November 02, 2011

Student team wins award from U.S. EPA

by Tim Crosby

CARBONDALE, Ill. -- A team of engineering and science students at Southern Illinois University Carbondale has won an award from the U.S. government for its members’ efforts in finding better, more sustainable ways to promote quality of life for humans while protecting the environment.

The students, led by Manoj Mohanty, professor of mining and mineral resources engineering in the College of Engineering, won a “P3” award from the U.S. Environmental Protection Agency.  P3 stands for people, prosperity and planet, all of which the agency strives to protect and promote by offering the award and contest.

The team’s entry proposal was titled “Sustainable Utilization of Coal Combustion Byproducts through the Production of High Grade Minerals and Cement-less Green Concrete,” Mohanty said.  Its goals are finding ways to extract valuable minerals from coal ash and manufacturing concrete using coal byproducts.

For the past eight years, the U.S. EPA has solicited applications for its P3 program.  The proposals are aimed at conducting research and developing and designing solutions for real life issues involving sustainability.

“The P3 Awards program was developed to foster progress toward sustainability by achieving the mutual goals of economic prosperity, protection of the planet and improved quality of life for its people -- people, prosperity, and the planet -- the three pillars of sustainability,” Mohanty said.  “The EPA offers the P3 competition in order to respond to the technical needs of the world while moving towards the goal of sustainability.”

“This was the eighth year U.S. EPA held this competition and to the best of our knowledge, this is the first time that a team from SIUC has won this award,” Mohanty said.

The agency gave out about 45 awards this year for projects, including about 40 for so-called “Phase I’ projects, which can only last one year.  Such awards can total up to $15,000.

The agency also granted a handful of “Phase II” awards, which, upon successful completion of the project’s Phase I, can provide up to $90,000 for a second year. 

Mohanty, who advised the team of students along with Sanjeev Kumar, professor and distinguished teacher in the Department of Civil and Environmental Engineering, said the students’ project is aimed at mitigating the environmental issues associated with using coal for energy, which is not going to change any time soon.

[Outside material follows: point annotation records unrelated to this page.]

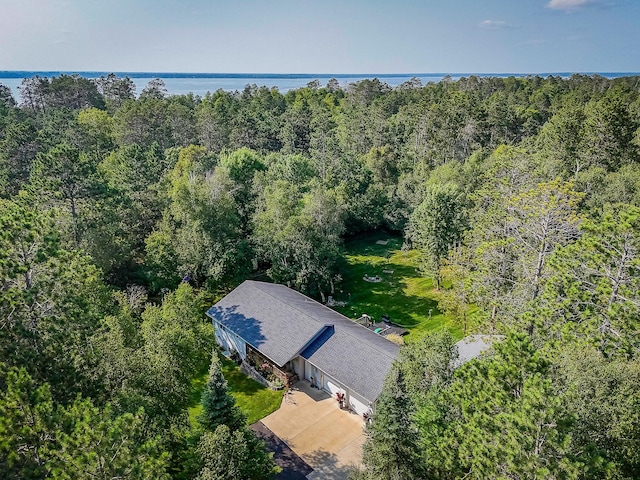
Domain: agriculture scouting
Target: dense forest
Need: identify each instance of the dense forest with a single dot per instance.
(123, 217)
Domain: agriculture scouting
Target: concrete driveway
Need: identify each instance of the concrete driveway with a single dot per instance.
(311, 423)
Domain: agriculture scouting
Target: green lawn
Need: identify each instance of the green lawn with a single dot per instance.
(404, 295)
(254, 399)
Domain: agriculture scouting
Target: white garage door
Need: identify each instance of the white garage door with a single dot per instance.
(357, 403)
(332, 386)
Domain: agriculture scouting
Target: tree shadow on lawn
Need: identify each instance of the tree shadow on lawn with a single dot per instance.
(403, 294)
(254, 399)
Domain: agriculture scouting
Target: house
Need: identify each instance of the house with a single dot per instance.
(295, 335)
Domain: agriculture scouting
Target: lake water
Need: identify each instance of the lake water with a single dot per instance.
(200, 84)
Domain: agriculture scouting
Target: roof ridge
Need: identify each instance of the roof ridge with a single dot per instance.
(345, 332)
(280, 300)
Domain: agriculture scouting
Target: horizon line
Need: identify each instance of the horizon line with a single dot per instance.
(169, 74)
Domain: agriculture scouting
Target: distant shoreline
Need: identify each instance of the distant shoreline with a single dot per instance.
(96, 74)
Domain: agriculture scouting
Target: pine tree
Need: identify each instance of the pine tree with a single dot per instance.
(391, 450)
(218, 406)
(234, 455)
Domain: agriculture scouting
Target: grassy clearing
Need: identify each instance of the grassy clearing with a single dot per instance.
(404, 295)
(254, 399)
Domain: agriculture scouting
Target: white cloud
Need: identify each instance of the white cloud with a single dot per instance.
(569, 5)
(494, 24)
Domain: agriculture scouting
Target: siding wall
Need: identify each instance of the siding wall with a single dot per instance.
(229, 340)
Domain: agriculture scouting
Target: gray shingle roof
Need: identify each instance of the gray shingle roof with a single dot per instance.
(282, 323)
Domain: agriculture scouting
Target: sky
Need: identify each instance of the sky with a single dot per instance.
(321, 36)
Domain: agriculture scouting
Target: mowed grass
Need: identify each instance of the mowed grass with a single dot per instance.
(406, 296)
(254, 399)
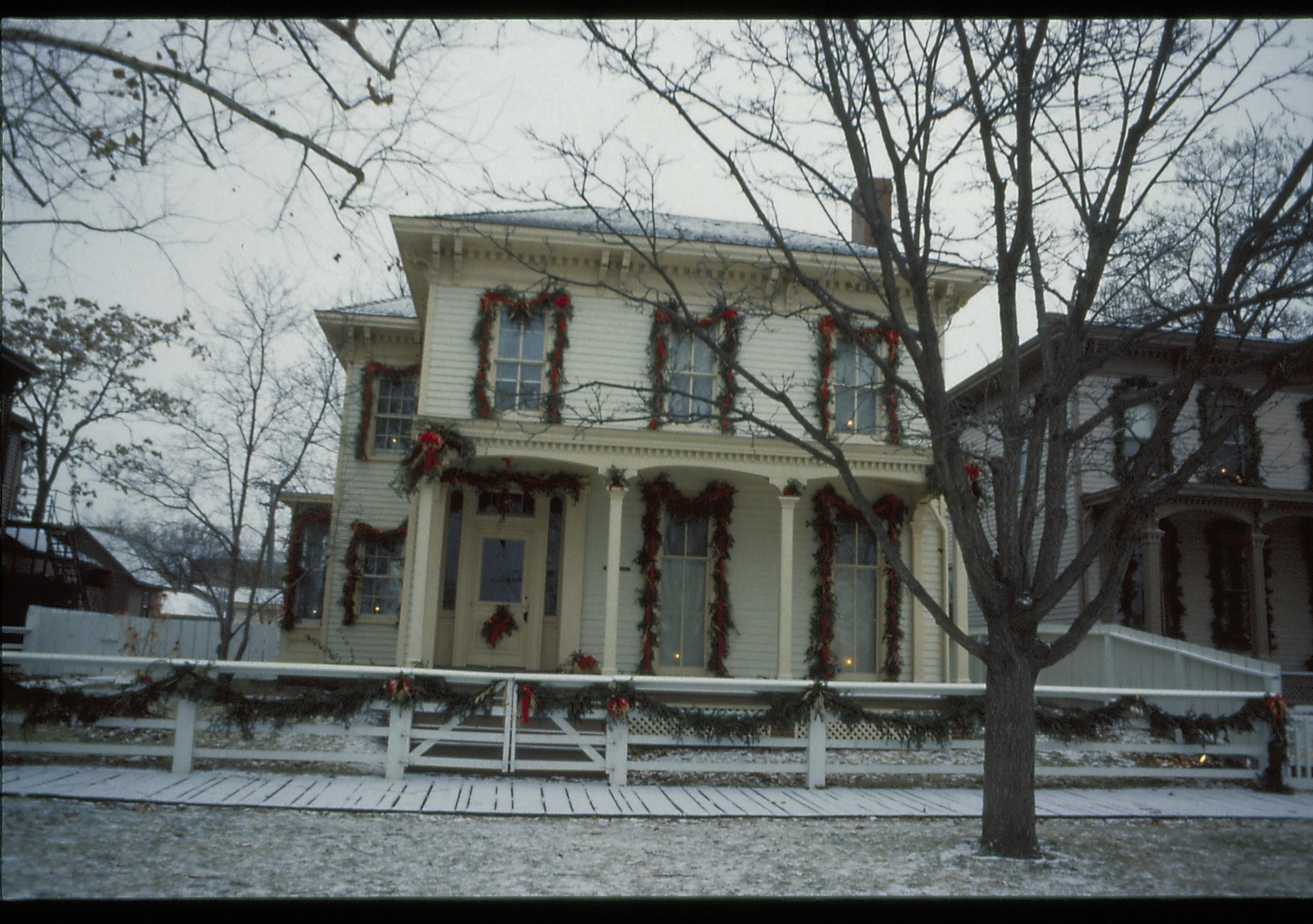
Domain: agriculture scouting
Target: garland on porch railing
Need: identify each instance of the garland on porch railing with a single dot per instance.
(826, 330)
(296, 573)
(367, 406)
(520, 309)
(427, 456)
(828, 507)
(716, 503)
(658, 346)
(360, 535)
(41, 704)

“It is true that coal-based energy production is associated with negative environmental impacts unlike the renewable energy production processes,” Mohanty said.  “However, you have to realize that the USA and really the entire world continues to generate nearly 50 percent of its electricity from coal, because of the abundance of this natural resource.

With this in mind, researchers around the world are striving to invent new ways to lower the cost of renewable energy production processes so that it can be affordable for common people. Such technology, however, remains a long way off, Mohanty said.

“It may be a few decades away yet before the most promising renewable energy production processes become affordable and also available,” he said. “Therefore, coal researchers continue to look for new ways to lower the environmental footprints and efficiency of coal-based energy generation processes.”

One of the biggest issues is disposing or mitigating the leftover ash when coal is burned. The SIU Carbondale team is focusing on this byproduct and the potential it has to provide valuable materials for the concrete manufacturing process.

The team, which includes several doctoral students from the colleges of engineering and science, is trying to develop low-cost processes to extract from the ash various valuable minerals, such as iron oxides and titanium oxides. 

“The other important goal is developing a suitable procedure for preparing geopolymer-based concrete from (coal byproducts) without the use of cement; this will significantly reduce the carbon footprint of concrete production,” Mohanty said.

The grant is providing almost $15,000 for the Phase I study, which will conclude next August.  The Southern Illinois Power Co-Op (SIPC), a local coal utility company, also is providing support for the project, Mohanty said.

Students on the team include doctoral students Hamid Akbari and Baojie Zhang, both from the Department of Mining and Mineral Resources Engineering, who helped lead the group.  Other students were Sang Shin, a doctoral student in civil and environmental engineering; Mohammad Rahman, a doctoral student in geology; and Emilia Zargham, a former SIUC student and currently a doctoral student at the University of Missouri-Columbia.

“The student leaders are among the best of the best,” Mohanty said.

The team will participate and present the results of this study at the National Sustainable Design Expo next spring in Washington, Mohanty said. It also will work closely with coal power plants in Southern Illinois area as its members conduct research that promotes the concepts of high-value utilization of coal combustion residues.